The filing reports that a Spirit AeroSystems executive disposed of 24,639 shares of Class A common stock on December 8, 2025 in connection with the closing of the merger with The Boeing Company, after which he no longer directly owned Spirit common stock.
How were Spirit AeroSystems (SPR) shares converted in the Boeing merger?
On December 8, 2025, each share of Spirit’s Class A common stock was automatically canceled and converted into the right to receive Boeing common stock at a fixed exchange ratio of 0.1955 Boeing shares for each Spirit share, as provided in the merger agreement.
What happened to the executive’s restricted stock units (RSUs) in the Spirit AeroSystems–Boeing deal?
The executive’s 32,107 Spirit RSUs, which would have settled one-for-one in Spirit shares upon vesting, were automatically converted on December 8, 2025 into Boeing RSUs. Each Boeing RSU represents Boeing common stock determined using the same 0.1955 exchange ratio, rounded to the nearest whole share.
Did the terms of the converted Boeing RSUs differ from the original Spirit RSUs?
No. Each converted Boeing RSU continues to be governed by the same terms and conditions, including vesting terms, that applied to the corresponding Spirit RSU immediately before the effective time of the merger. Any accrued but unpaid dividend equivalents also transferred to the Boeing RSUs.

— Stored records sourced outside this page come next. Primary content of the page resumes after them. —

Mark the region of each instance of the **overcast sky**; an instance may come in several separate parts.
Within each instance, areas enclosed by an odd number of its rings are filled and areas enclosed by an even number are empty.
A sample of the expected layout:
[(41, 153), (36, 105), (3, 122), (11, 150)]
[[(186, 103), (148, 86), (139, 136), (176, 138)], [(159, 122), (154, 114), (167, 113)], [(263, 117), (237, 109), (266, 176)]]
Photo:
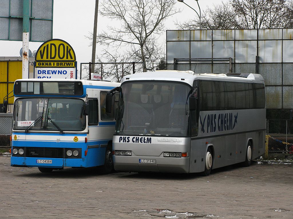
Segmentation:
[[(103, 1), (104, 0), (100, 0)], [(224, 0), (226, 1), (227, 0)], [(218, 4), (221, 0), (199, 0), (202, 10), (207, 6), (212, 7), (213, 4)], [(199, 12), (195, 0), (184, 0), (184, 2)], [(63, 39), (70, 45), (74, 50), (78, 62), (78, 70), (80, 62), (88, 62), (91, 57), (90, 42), (85, 36), (92, 32), (93, 29), (95, 0), (54, 0), (53, 15), (53, 38)], [(188, 20), (197, 15), (195, 12), (183, 3), (177, 2), (176, 7), (182, 11), (166, 22), (167, 29), (176, 29), (174, 21), (180, 22)], [(0, 3), (1, 7), (1, 3)], [(98, 33), (102, 30), (106, 30), (107, 25), (111, 21), (98, 15)], [(113, 22), (113, 21), (112, 22)], [(40, 31), (41, 30), (40, 30)], [(166, 32), (163, 33), (166, 36)], [(29, 49), (32, 52), (36, 50), (42, 43), (29, 42)], [(21, 41), (0, 40), (0, 56), (19, 56), (19, 51), (22, 47)], [(97, 45), (96, 54), (100, 54), (102, 49)]]

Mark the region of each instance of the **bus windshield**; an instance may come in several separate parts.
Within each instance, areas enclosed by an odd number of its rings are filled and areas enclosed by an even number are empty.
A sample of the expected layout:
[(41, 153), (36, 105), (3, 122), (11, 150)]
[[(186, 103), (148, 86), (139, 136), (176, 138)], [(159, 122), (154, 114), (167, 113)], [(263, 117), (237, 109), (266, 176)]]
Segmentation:
[(14, 103), (13, 129), (82, 131), (86, 124), (86, 117), (81, 113), (84, 103), (73, 98), (17, 99)]
[(119, 135), (189, 135), (191, 87), (159, 81), (132, 82), (121, 87), (116, 127)]

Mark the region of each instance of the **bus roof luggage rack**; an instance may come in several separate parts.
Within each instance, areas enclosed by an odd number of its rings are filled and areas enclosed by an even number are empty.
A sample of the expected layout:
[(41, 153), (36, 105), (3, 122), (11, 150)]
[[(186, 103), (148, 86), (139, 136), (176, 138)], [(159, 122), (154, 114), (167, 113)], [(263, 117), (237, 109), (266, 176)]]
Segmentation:
[(248, 78), (248, 76), (250, 73), (235, 73), (235, 72), (230, 72), (226, 73), (226, 75), (228, 76), (233, 76), (234, 77), (240, 77), (241, 78)]

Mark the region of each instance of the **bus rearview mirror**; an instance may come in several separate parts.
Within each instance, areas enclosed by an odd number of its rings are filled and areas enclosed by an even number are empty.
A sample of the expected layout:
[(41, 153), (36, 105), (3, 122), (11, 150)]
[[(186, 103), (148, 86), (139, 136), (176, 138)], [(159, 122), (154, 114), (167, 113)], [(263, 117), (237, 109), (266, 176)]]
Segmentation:
[(107, 94), (106, 95), (106, 112), (110, 113), (112, 108), (112, 95)]
[(84, 106), (84, 115), (88, 116), (90, 112), (90, 105), (88, 103), (85, 103)]
[(4, 100), (3, 106), (2, 107), (2, 112), (6, 113), (7, 112), (7, 106), (8, 105), (8, 100)]
[(196, 110), (197, 99), (195, 97), (189, 97), (189, 110), (190, 111)]

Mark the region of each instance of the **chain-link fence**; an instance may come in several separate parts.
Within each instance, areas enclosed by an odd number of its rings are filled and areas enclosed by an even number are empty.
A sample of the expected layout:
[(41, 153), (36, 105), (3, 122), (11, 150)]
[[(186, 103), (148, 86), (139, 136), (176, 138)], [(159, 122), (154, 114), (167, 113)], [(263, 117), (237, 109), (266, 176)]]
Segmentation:
[(0, 113), (0, 135), (11, 135), (12, 125), (12, 114)]
[(12, 113), (0, 113), (0, 147), (11, 146), (9, 136), (12, 132)]
[(293, 121), (268, 119), (266, 134), (269, 153), (293, 154)]

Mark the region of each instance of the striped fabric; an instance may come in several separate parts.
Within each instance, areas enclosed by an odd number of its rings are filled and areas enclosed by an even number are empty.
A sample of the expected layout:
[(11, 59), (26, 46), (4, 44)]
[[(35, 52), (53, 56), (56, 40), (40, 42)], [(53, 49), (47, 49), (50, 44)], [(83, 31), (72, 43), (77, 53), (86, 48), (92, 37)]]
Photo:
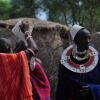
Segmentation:
[(24, 51), (16, 54), (0, 53), (0, 100), (33, 100)]
[(39, 60), (33, 61), (34, 70), (31, 72), (34, 100), (50, 100), (50, 84), (43, 66)]

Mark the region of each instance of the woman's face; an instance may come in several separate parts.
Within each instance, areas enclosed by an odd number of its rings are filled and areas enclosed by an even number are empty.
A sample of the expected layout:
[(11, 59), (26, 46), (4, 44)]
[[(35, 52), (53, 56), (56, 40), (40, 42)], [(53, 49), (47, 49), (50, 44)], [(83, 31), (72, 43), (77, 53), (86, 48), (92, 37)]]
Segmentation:
[(75, 41), (78, 51), (83, 52), (84, 50), (88, 50), (90, 39), (90, 33), (80, 33)]

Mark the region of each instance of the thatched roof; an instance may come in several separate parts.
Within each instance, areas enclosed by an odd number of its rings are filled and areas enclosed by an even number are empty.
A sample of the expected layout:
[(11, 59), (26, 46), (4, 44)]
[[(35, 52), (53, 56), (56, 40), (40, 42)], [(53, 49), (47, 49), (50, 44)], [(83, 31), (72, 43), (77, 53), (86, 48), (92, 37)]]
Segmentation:
[(34, 25), (34, 30), (35, 31), (58, 31), (62, 33), (66, 33), (69, 29), (67, 26), (59, 24), (59, 23), (54, 23), (50, 21), (42, 21), (34, 18), (17, 18), (17, 19), (11, 19), (11, 20), (2, 20), (0, 21), (0, 25), (3, 24), (8, 24), (11, 27), (14, 26), (18, 20), (23, 20), (23, 22), (28, 21), (30, 25)]

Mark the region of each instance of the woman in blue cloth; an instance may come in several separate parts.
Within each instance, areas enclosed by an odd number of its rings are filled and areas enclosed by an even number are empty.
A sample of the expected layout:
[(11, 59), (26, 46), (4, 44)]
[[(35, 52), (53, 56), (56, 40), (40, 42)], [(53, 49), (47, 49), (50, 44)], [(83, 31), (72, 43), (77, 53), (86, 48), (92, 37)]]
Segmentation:
[(70, 29), (73, 44), (61, 56), (56, 100), (100, 100), (100, 56), (89, 46), (90, 32)]

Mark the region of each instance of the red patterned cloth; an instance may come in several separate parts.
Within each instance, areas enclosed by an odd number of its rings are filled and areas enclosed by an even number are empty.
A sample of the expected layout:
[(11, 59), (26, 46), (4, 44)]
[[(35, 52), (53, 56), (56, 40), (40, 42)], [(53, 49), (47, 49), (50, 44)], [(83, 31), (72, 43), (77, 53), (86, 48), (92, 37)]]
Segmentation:
[(34, 70), (31, 72), (34, 100), (50, 100), (50, 84), (44, 72), (42, 64), (38, 60), (33, 61)]
[(0, 100), (33, 100), (24, 51), (16, 54), (0, 53)]

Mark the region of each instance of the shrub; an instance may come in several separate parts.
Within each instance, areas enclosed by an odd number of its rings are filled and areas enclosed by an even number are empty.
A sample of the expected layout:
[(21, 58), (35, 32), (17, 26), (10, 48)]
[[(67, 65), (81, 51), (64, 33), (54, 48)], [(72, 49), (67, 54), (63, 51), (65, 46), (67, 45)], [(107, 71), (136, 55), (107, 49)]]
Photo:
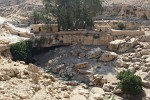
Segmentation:
[(118, 27), (119, 27), (120, 30), (123, 30), (126, 27), (126, 25), (123, 22), (119, 22)]
[(21, 41), (10, 46), (10, 52), (14, 61), (32, 62), (32, 43), (30, 40)]
[(120, 80), (118, 87), (126, 94), (138, 95), (142, 92), (142, 79), (134, 75), (129, 70), (118, 73), (117, 79)]

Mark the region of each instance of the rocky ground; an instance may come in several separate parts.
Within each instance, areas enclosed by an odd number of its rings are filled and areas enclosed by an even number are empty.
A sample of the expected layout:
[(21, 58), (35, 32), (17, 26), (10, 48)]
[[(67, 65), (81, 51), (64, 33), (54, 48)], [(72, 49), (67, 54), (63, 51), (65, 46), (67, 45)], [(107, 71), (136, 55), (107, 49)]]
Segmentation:
[[(114, 98), (99, 87), (54, 78), (33, 64), (0, 57), (1, 100), (103, 100)], [(110, 99), (113, 100), (113, 99)]]

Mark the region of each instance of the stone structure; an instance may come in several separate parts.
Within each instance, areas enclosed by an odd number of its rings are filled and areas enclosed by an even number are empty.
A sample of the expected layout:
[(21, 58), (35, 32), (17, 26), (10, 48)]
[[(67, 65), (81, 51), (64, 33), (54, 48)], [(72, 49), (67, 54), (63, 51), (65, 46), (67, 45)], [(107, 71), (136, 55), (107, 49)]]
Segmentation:
[(32, 26), (31, 32), (33, 33), (55, 33), (58, 32), (58, 25), (44, 25), (44, 24), (34, 24)]
[[(124, 39), (127, 36), (135, 37), (144, 35), (144, 31), (137, 30), (111, 30), (108, 27), (101, 29), (102, 31), (61, 31), (55, 33), (35, 34), (35, 38), (40, 42), (40, 46), (49, 47), (56, 45), (66, 45), (79, 43), (84, 45), (108, 45), (109, 42), (116, 39)], [(36, 46), (36, 45), (34, 45)]]

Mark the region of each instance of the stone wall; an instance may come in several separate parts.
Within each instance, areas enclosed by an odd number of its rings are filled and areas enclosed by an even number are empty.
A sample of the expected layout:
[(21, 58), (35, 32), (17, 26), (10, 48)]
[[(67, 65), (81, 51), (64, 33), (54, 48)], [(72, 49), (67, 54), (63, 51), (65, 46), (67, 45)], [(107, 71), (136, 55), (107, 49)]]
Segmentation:
[(37, 39), (39, 42), (42, 41), (40, 42), (41, 47), (50, 47), (73, 43), (84, 45), (108, 45), (111, 41), (116, 39), (125, 39), (127, 36), (135, 37), (139, 35), (144, 35), (144, 32), (136, 30), (112, 30), (112, 33), (96, 31), (61, 31), (53, 34), (36, 34), (35, 36), (42, 37), (42, 40)]

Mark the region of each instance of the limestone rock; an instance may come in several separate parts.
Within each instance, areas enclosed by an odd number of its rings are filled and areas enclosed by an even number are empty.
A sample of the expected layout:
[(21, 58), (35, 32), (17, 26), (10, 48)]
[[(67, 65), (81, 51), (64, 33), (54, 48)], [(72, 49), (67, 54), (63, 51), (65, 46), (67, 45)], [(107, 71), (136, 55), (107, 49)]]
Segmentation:
[(112, 61), (115, 58), (117, 58), (117, 54), (115, 52), (104, 52), (102, 56), (100, 57), (101, 61), (107, 62), (107, 61)]
[(91, 88), (91, 92), (93, 94), (101, 94), (101, 95), (105, 94), (104, 90), (102, 88), (100, 88), (100, 87), (93, 87), (93, 88)]
[(137, 44), (137, 39), (131, 38), (129, 41), (126, 40), (114, 40), (109, 43), (109, 50), (116, 52), (126, 52)]
[(93, 50), (91, 50), (91, 51), (88, 52), (87, 58), (88, 59), (99, 58), (103, 52), (104, 51), (101, 50), (100, 48), (94, 48)]
[(38, 73), (39, 72), (39, 69), (37, 66), (33, 65), (33, 64), (29, 64), (27, 70), (31, 71), (31, 72), (34, 72), (34, 73)]

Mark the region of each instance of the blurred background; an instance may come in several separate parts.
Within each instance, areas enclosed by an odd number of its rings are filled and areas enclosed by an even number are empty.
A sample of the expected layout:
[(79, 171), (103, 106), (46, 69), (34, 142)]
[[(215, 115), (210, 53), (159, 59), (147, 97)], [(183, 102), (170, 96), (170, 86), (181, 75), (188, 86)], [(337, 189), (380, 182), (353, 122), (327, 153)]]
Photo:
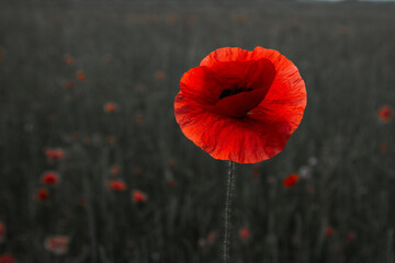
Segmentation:
[(173, 116), (224, 46), (306, 82), (284, 150), (236, 165), (233, 262), (394, 262), (395, 3), (0, 2), (0, 262), (221, 262), (227, 163)]

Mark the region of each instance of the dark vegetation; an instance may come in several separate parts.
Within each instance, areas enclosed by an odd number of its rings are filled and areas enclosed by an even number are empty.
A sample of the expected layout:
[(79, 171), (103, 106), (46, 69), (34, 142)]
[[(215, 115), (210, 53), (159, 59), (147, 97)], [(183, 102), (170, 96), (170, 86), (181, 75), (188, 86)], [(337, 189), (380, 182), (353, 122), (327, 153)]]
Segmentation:
[[(263, 46), (300, 68), (307, 108), (279, 156), (236, 167), (233, 261), (394, 262), (395, 123), (377, 118), (395, 106), (394, 13), (370, 3), (0, 3), (0, 254), (219, 262), (226, 162), (181, 134), (172, 103), (182, 73), (212, 50)], [(66, 157), (49, 162), (46, 148)], [(48, 170), (60, 174), (55, 186), (41, 183)], [(300, 182), (284, 187), (294, 172)], [(114, 178), (127, 190), (109, 190)], [(134, 190), (147, 201), (133, 202)], [(45, 250), (50, 235), (70, 237), (68, 253)]]

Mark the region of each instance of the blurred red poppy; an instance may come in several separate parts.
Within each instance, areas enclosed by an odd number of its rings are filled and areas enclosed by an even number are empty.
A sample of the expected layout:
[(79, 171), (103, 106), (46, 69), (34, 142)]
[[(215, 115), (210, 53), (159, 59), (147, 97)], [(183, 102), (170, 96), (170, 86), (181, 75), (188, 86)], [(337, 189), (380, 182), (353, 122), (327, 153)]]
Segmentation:
[(67, 56), (65, 56), (65, 62), (70, 65), (74, 62), (74, 58), (71, 56), (67, 55)]
[(383, 122), (390, 122), (392, 114), (393, 112), (390, 106), (382, 106), (379, 111), (379, 118)]
[(16, 263), (16, 259), (12, 254), (0, 255), (0, 263)]
[(121, 192), (126, 190), (126, 184), (120, 180), (111, 180), (109, 182), (109, 188)]
[(174, 114), (183, 134), (215, 159), (272, 158), (302, 121), (305, 83), (279, 52), (224, 47), (183, 75)]
[(70, 239), (67, 236), (52, 236), (44, 241), (44, 248), (55, 254), (66, 254)]
[(242, 241), (246, 241), (249, 238), (249, 229), (247, 227), (241, 228), (239, 236)]
[(285, 187), (292, 187), (295, 185), (295, 183), (298, 182), (298, 175), (297, 173), (291, 173), (290, 175), (287, 175), (286, 178), (284, 178), (283, 180), (283, 185)]
[(59, 182), (59, 175), (56, 172), (45, 172), (42, 176), (43, 184), (57, 184)]

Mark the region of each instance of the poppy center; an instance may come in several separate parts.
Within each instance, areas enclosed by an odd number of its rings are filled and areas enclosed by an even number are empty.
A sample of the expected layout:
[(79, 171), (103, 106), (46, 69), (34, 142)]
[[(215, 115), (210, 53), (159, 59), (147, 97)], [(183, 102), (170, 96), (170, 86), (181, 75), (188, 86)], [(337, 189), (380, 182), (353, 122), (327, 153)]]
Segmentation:
[(233, 89), (226, 89), (224, 90), (223, 92), (221, 92), (221, 95), (219, 95), (219, 100), (221, 99), (224, 99), (226, 96), (230, 96), (230, 95), (236, 95), (237, 93), (240, 93), (240, 92), (248, 92), (248, 91), (251, 91), (252, 88), (244, 88), (244, 87), (238, 87), (236, 85), (235, 88)]

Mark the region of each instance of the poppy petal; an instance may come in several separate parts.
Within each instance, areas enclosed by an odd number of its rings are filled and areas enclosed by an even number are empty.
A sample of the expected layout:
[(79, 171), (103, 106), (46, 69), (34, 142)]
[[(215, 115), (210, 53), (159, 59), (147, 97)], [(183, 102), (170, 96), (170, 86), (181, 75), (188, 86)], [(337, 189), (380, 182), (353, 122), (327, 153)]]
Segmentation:
[(305, 83), (275, 50), (219, 48), (187, 76), (176, 96), (176, 119), (213, 158), (239, 163), (272, 158), (302, 121)]

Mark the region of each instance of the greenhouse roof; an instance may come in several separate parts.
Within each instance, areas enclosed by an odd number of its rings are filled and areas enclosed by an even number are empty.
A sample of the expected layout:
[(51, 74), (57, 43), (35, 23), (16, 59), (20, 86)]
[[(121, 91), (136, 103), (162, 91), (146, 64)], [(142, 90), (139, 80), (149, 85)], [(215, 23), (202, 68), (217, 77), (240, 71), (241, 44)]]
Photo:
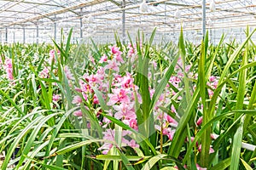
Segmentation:
[[(137, 0), (0, 0), (0, 25), (4, 29), (51, 31), (55, 26), (74, 28), (84, 34), (121, 31), (125, 10), (125, 31), (144, 31), (158, 27), (160, 32), (183, 30), (200, 31), (202, 27), (202, 1), (148, 0), (142, 12)], [(215, 0), (206, 2), (207, 28), (223, 29), (256, 26), (255, 0)], [(211, 10), (212, 9), (212, 10)], [(178, 11), (178, 14), (177, 14)]]

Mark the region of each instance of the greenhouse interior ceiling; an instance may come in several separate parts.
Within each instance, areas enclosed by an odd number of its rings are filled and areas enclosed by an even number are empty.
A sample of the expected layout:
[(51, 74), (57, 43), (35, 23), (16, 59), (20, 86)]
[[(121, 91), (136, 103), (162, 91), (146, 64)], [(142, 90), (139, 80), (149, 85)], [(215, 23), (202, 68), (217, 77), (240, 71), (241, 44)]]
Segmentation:
[(141, 30), (147, 35), (155, 27), (156, 38), (176, 41), (181, 26), (187, 39), (199, 41), (203, 23), (212, 42), (223, 33), (242, 41), (246, 26), (256, 26), (256, 1), (0, 1), (3, 43), (51, 42), (60, 38), (61, 28), (67, 33), (72, 27), (73, 41), (93, 37), (97, 42), (111, 42), (114, 32), (125, 40), (127, 32)]

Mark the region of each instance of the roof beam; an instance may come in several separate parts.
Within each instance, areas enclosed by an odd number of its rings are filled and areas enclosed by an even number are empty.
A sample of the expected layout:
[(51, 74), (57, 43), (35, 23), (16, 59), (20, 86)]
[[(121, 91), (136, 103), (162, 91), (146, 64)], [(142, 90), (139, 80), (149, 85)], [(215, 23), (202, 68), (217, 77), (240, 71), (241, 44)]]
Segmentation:
[(103, 3), (103, 2), (106, 2), (106, 1), (107, 0), (93, 0), (93, 1), (90, 1), (90, 2), (88, 2), (88, 3), (79, 3), (78, 5), (67, 7), (63, 9), (55, 10), (55, 11), (53, 11), (53, 12), (50, 12), (50, 13), (46, 13), (46, 14), (44, 14), (40, 16), (26, 18), (26, 19), (22, 20), (9, 23), (8, 25), (5, 25), (4, 26), (14, 26), (14, 25), (19, 25), (19, 24), (22, 24), (22, 23), (26, 23), (26, 22), (33, 21), (33, 20), (38, 20), (43, 19), (43, 18), (49, 17), (49, 16), (52, 16), (52, 15), (55, 15), (55, 14), (62, 14), (62, 13), (67, 12), (69, 10), (74, 10), (74, 9), (81, 8), (86, 7), (86, 6), (91, 6), (91, 5), (98, 4), (100, 3)]

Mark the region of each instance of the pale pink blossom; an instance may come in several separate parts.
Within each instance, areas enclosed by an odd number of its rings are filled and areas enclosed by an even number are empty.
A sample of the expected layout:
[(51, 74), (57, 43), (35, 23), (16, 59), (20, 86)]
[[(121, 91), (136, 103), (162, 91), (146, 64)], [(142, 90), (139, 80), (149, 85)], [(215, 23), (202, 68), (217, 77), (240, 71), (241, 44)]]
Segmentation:
[(115, 71), (119, 71), (119, 65), (117, 64), (117, 62), (114, 60), (108, 60), (108, 65), (106, 65), (105, 68), (106, 69), (112, 69)]
[(104, 63), (104, 62), (107, 62), (107, 60), (108, 60), (108, 56), (104, 54), (102, 56), (102, 58), (101, 58), (99, 63)]
[(61, 95), (60, 94), (53, 94), (52, 95), (52, 100), (54, 101), (58, 101), (61, 99)]
[(72, 103), (79, 105), (82, 101), (82, 98), (79, 95), (76, 95), (73, 97)]
[(130, 98), (128, 97), (128, 91), (122, 88), (117, 88), (112, 90), (113, 94), (108, 94), (109, 100), (107, 103), (108, 105), (113, 105), (117, 102), (129, 103)]
[(67, 76), (67, 78), (68, 80), (73, 80), (74, 79), (74, 77), (73, 77), (73, 76), (72, 72), (70, 71), (67, 65), (64, 66), (64, 72), (65, 72), (65, 74)]
[(117, 110), (114, 117), (117, 119), (136, 119), (133, 104), (121, 103), (119, 105), (113, 105), (113, 108)]
[(82, 113), (82, 110), (75, 110), (73, 113), (73, 116), (83, 116), (83, 113)]
[(202, 116), (199, 117), (198, 120), (196, 121), (196, 125), (200, 126), (202, 123)]

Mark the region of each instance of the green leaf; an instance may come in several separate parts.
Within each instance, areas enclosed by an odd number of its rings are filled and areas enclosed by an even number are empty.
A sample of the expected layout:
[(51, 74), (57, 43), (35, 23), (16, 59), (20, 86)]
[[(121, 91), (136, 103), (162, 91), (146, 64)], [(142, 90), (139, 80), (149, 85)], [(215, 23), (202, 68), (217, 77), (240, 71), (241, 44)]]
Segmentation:
[(246, 170), (253, 170), (253, 168), (243, 160), (240, 159)]
[(167, 156), (167, 155), (166, 154), (160, 154), (153, 156), (146, 162), (146, 164), (143, 167), (142, 170), (151, 169), (155, 163), (157, 163), (160, 160), (163, 159), (166, 156)]

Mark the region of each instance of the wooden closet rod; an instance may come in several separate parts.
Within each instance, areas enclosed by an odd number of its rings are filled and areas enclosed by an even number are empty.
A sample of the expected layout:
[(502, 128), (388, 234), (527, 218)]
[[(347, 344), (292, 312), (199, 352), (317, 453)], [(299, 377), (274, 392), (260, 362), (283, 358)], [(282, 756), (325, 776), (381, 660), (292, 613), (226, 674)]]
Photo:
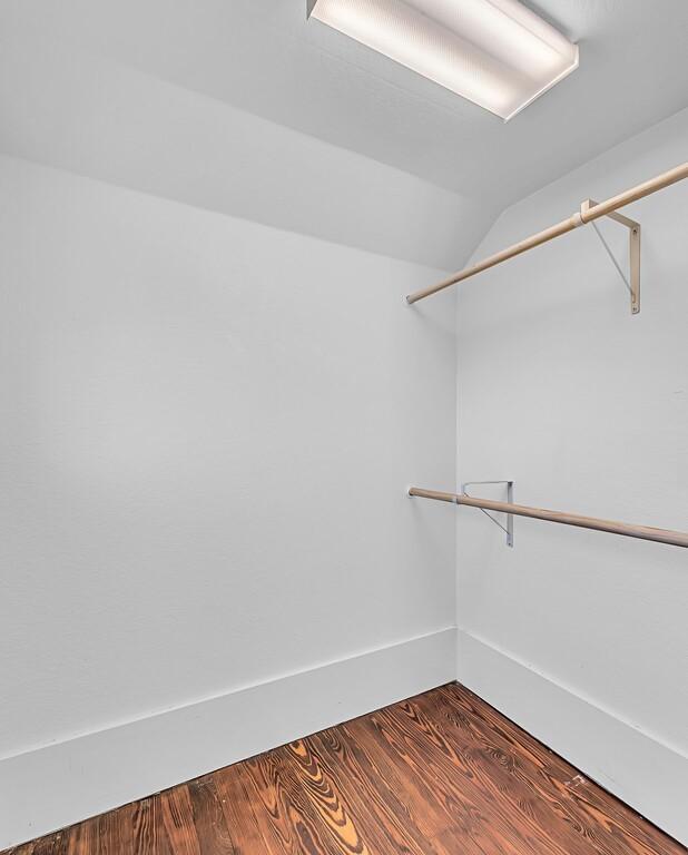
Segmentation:
[(599, 520), (597, 517), (581, 517), (577, 513), (563, 513), (562, 511), (547, 511), (543, 508), (528, 508), (523, 504), (510, 504), (509, 502), (493, 502), (490, 499), (474, 499), (472, 495), (443, 493), (439, 490), (421, 490), (419, 487), (409, 488), (409, 495), (417, 495), (421, 499), (435, 499), (440, 502), (466, 504), (470, 508), (482, 508), (486, 511), (503, 511), (504, 513), (513, 513), (515, 517), (531, 517), (535, 520), (561, 522), (564, 525), (578, 525), (581, 529), (609, 531), (611, 534), (622, 534), (626, 538), (639, 538), (640, 540), (653, 540), (658, 543), (670, 543), (674, 547), (688, 547), (688, 533), (682, 531), (652, 529), (649, 525), (632, 525), (628, 522)]
[(580, 210), (571, 214), (568, 219), (562, 219), (561, 223), (557, 223), (557, 225), (550, 226), (543, 232), (538, 232), (537, 235), (531, 235), (524, 240), (520, 240), (518, 244), (513, 244), (513, 246), (507, 247), (507, 249), (502, 249), (494, 255), (490, 255), (482, 262), (474, 264), (472, 267), (466, 267), (459, 273), (454, 273), (448, 279), (443, 279), (436, 285), (431, 285), (427, 288), (423, 288), (422, 291), (416, 291), (413, 294), (409, 294), (406, 302), (416, 303), (419, 299), (424, 299), (431, 294), (436, 294), (439, 291), (449, 288), (450, 285), (455, 285), (458, 282), (463, 282), (463, 279), (468, 279), (470, 276), (474, 276), (476, 273), (482, 273), (482, 271), (486, 271), (489, 267), (494, 267), (495, 264), (501, 264), (502, 262), (505, 262), (507, 258), (513, 258), (514, 255), (520, 255), (528, 249), (540, 246), (540, 244), (546, 244), (548, 240), (552, 240), (552, 238), (559, 237), (559, 235), (566, 235), (567, 232), (572, 232), (574, 228), (583, 226), (586, 223), (591, 223), (593, 219), (605, 217), (608, 214), (622, 208), (625, 205), (630, 205), (631, 202), (642, 199), (645, 196), (649, 196), (651, 193), (661, 190), (671, 184), (676, 184), (677, 181), (682, 180), (684, 178), (688, 178), (688, 163), (681, 164), (674, 169), (669, 169), (668, 173), (662, 173), (662, 175), (658, 175), (656, 178), (650, 178), (649, 181), (643, 181), (637, 187), (631, 187), (630, 190), (620, 193), (618, 196), (612, 196), (610, 199), (607, 199), (607, 202), (600, 202), (593, 207), (586, 209), (581, 205)]

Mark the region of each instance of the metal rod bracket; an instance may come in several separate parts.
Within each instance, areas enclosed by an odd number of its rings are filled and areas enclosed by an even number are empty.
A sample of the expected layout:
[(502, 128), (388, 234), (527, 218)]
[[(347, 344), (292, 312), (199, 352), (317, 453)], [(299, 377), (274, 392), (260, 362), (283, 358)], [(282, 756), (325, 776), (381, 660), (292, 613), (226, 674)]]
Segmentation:
[[(509, 504), (513, 504), (513, 481), (464, 481), (461, 484), (461, 493), (462, 495), (469, 495), (466, 492), (466, 487), (474, 487), (475, 484), (507, 484), (507, 501)], [(492, 520), (492, 522), (495, 525), (499, 525), (500, 529), (507, 533), (507, 546), (513, 547), (513, 514), (508, 513), (507, 514), (507, 525), (502, 525), (502, 523), (495, 519), (491, 513), (484, 510), (484, 508), (479, 508), (479, 511), (485, 514), (489, 519)]]
[[(599, 203), (594, 202), (593, 199), (586, 199), (580, 206), (581, 216), (590, 210), (590, 208), (594, 208)], [(609, 244), (602, 237), (600, 229), (597, 227), (597, 223), (591, 220), (597, 236), (600, 238), (602, 246), (607, 250), (607, 254), (611, 258), (613, 266), (617, 268), (619, 276), (621, 276), (626, 283), (626, 287), (630, 293), (631, 314), (637, 315), (640, 312), (640, 223), (636, 223), (636, 220), (631, 219), (630, 217), (625, 217), (623, 214), (619, 214), (617, 210), (611, 210), (605, 216), (613, 219), (616, 223), (620, 223), (622, 226), (628, 228), (630, 282), (626, 278), (623, 271), (615, 258), (613, 253), (609, 248)]]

What corporate transaction triggered this Form 4 for Spirit AeroSystems (SPR)?
The report stems from the completion of the merger under the Agreement and Plan of Merger among Spirit AeroSystems, The Boeing Company, and Sphere Acquisition Corp., dated June 30, 2024, which became effective on December 8, 2025.
What role does the reporting person hold at Spirit AeroSystems (SPR)?
The reporting person is an officer of Spirit AeroSystems, serving as SVP, Airbus & Reg Bus. Jets, as disclosed in the relationship section of the filing.